Damian Doubler

Personal information
- Nationality: British (Welsh)
- Born: 1989 (age 36–37)

Sport
- Sport: Lawn and Indoor Bowls
- Club: Cardiff IBC (indoors) Penylan BC (outdoors)

Medal record
Men's Bowls
Representing Wales
World Indoor Championships
| Silver medal – second place | 2017 Yarmouth | Open pairs |
British Isles Indoor Championships
| Gold medal – first place | 2015 Stanley | singles |
| Gold medal – first place | 2017 Belfast | triples |
| Gold medal – first place | 2024 Chelmsford | fours |
Welsh Nationals (Outdoor)
| Gold medal – first place | 2006 | U25 singles |
| Gold medal – first place | 2021 | fours |
Welsh Nationals (Indoor)
| Gold medal – first place | 2012 | singles |
| Gold medal – first place | 2014 | singles |
| Gold medal – first place | 2016 | pairs |
| Gold medal – first place | 2016 | triples |
| Gold medal – first place | 2019 | triples |
| Gold medal – first place | 2021 | fours |
| Gold medal – first place | 2022 | pairs |
| Gold medal – first place | 2023 | fours |
IIBC Championships
| Gold medal – first place | 2012 | singles |
| Gold medal – first place | 2014 | mixed pairs |

= Damian Doubler =

Welsh bowls player

Damain Doubler (born 1989) is a Welsh international lawn and indoor bowler.

==Bowls career==
In 2014 he won the World Indoor Bowls Council Mens Singles Championship having previously won the 2012 mixed pairs title at the same event.

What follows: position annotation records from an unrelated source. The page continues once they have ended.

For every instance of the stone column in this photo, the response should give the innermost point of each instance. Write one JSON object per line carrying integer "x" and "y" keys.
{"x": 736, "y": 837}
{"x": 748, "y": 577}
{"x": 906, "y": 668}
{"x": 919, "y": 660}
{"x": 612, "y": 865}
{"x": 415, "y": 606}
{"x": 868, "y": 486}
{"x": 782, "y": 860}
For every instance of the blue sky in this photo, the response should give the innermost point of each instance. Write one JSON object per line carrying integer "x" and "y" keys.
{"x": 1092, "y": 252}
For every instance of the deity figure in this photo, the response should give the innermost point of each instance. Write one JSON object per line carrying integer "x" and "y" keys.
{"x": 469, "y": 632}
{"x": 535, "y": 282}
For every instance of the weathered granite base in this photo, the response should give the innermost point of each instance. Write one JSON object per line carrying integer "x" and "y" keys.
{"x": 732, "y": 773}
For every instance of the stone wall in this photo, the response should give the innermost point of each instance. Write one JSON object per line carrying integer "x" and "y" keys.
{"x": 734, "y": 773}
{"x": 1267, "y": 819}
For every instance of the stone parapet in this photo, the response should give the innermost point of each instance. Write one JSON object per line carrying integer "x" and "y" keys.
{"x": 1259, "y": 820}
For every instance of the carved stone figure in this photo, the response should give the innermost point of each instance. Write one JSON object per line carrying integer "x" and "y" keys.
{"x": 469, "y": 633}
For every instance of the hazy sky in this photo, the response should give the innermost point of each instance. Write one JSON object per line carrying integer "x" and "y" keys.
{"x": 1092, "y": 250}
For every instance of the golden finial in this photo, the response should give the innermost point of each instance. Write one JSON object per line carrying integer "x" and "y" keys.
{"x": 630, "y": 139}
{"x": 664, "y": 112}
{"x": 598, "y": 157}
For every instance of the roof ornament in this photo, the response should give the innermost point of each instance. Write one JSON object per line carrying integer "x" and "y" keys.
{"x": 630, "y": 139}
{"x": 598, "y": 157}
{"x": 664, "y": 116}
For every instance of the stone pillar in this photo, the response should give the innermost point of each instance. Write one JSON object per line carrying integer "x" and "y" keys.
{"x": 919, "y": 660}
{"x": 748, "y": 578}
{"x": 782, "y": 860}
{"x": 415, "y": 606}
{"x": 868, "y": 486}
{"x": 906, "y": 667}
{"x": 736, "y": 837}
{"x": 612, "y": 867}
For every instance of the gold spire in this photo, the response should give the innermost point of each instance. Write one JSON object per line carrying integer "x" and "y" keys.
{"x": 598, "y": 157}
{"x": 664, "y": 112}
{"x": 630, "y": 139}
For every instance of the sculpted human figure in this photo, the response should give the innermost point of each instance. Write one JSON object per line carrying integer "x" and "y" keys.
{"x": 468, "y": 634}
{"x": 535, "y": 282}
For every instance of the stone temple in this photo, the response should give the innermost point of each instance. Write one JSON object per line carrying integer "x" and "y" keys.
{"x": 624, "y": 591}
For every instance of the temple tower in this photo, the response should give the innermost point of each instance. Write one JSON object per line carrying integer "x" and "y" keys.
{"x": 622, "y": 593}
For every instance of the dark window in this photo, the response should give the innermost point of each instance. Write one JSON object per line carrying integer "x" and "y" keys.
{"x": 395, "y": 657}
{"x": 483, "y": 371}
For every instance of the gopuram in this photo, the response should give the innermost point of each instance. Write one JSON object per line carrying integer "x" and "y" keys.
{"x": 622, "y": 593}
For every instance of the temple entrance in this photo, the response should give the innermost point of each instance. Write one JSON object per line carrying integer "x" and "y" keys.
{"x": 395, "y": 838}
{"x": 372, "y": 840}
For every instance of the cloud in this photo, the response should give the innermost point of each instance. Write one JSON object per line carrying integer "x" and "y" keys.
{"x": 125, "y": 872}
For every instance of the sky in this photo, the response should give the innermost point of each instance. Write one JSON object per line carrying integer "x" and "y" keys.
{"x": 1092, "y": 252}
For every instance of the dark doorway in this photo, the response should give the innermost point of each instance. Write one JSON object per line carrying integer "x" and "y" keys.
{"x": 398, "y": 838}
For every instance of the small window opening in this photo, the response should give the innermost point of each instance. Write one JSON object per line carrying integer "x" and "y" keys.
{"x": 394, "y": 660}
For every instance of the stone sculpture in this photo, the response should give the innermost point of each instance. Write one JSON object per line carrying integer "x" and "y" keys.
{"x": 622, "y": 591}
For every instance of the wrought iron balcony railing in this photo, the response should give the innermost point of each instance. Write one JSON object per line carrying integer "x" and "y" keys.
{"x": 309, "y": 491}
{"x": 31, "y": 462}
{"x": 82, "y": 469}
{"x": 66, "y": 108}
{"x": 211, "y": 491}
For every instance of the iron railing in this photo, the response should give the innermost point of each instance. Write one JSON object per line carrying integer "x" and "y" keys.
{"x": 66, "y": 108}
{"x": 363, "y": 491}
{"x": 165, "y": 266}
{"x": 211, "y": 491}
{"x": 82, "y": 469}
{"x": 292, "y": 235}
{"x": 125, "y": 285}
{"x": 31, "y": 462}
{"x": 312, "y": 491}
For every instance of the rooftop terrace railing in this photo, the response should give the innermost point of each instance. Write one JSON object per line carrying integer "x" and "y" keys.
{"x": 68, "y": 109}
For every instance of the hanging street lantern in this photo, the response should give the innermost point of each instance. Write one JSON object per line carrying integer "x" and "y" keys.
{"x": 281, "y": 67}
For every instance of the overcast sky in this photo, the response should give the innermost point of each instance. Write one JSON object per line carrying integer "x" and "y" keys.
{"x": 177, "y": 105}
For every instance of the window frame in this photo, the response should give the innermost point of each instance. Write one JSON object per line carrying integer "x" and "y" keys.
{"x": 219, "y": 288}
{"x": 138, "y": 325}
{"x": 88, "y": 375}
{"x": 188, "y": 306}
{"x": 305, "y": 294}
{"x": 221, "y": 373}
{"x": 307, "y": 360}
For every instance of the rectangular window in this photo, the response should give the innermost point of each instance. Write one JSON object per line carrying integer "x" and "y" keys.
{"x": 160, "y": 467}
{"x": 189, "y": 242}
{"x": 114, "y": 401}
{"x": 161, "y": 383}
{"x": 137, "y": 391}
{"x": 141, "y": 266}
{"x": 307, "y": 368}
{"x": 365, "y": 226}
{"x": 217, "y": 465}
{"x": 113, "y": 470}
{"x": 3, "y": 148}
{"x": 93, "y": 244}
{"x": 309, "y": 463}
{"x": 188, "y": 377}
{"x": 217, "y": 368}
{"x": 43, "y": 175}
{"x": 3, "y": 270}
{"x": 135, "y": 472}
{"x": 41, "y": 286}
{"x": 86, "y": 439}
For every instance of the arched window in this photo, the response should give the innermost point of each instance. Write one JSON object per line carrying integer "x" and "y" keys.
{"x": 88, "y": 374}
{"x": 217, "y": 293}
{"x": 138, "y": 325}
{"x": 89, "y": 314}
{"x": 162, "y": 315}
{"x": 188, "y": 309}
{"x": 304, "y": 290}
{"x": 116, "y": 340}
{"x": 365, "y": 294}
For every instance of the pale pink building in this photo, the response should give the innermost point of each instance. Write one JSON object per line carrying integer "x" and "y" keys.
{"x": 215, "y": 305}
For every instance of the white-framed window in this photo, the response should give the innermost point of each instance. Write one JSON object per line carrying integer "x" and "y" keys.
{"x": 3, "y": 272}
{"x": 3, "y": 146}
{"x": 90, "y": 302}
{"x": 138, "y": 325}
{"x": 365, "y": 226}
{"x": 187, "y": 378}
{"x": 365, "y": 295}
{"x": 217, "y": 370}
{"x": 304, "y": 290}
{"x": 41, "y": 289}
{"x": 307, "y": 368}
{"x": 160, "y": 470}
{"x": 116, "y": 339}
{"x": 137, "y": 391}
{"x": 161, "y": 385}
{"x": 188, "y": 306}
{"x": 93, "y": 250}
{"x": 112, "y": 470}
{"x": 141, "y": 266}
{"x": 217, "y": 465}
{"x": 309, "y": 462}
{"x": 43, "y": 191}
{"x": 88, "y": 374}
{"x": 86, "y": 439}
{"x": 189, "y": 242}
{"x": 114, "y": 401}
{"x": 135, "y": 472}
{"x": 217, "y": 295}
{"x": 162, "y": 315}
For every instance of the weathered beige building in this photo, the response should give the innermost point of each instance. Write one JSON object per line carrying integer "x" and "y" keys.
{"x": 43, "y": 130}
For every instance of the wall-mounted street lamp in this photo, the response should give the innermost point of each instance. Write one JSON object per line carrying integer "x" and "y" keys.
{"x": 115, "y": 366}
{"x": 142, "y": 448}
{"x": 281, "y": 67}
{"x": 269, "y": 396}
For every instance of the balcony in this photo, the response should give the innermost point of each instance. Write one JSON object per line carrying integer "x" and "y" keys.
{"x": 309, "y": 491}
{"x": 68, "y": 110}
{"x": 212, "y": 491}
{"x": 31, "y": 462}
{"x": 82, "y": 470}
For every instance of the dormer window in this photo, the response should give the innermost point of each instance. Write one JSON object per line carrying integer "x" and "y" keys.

In 2017, he reached the final of the open pairs during the 2017 World Indoor Bowls Championship with his playing partner Daniel Salmon

Outdoors, Doubler won his first National title in 2006 after winning the men's under 25 singles title at the 2006 Welsh National Bowls Championships, bowling for Penylan BC.

In 2017 he won the National Fours title having previously finished runner-up in the same event during the 2017 Championships.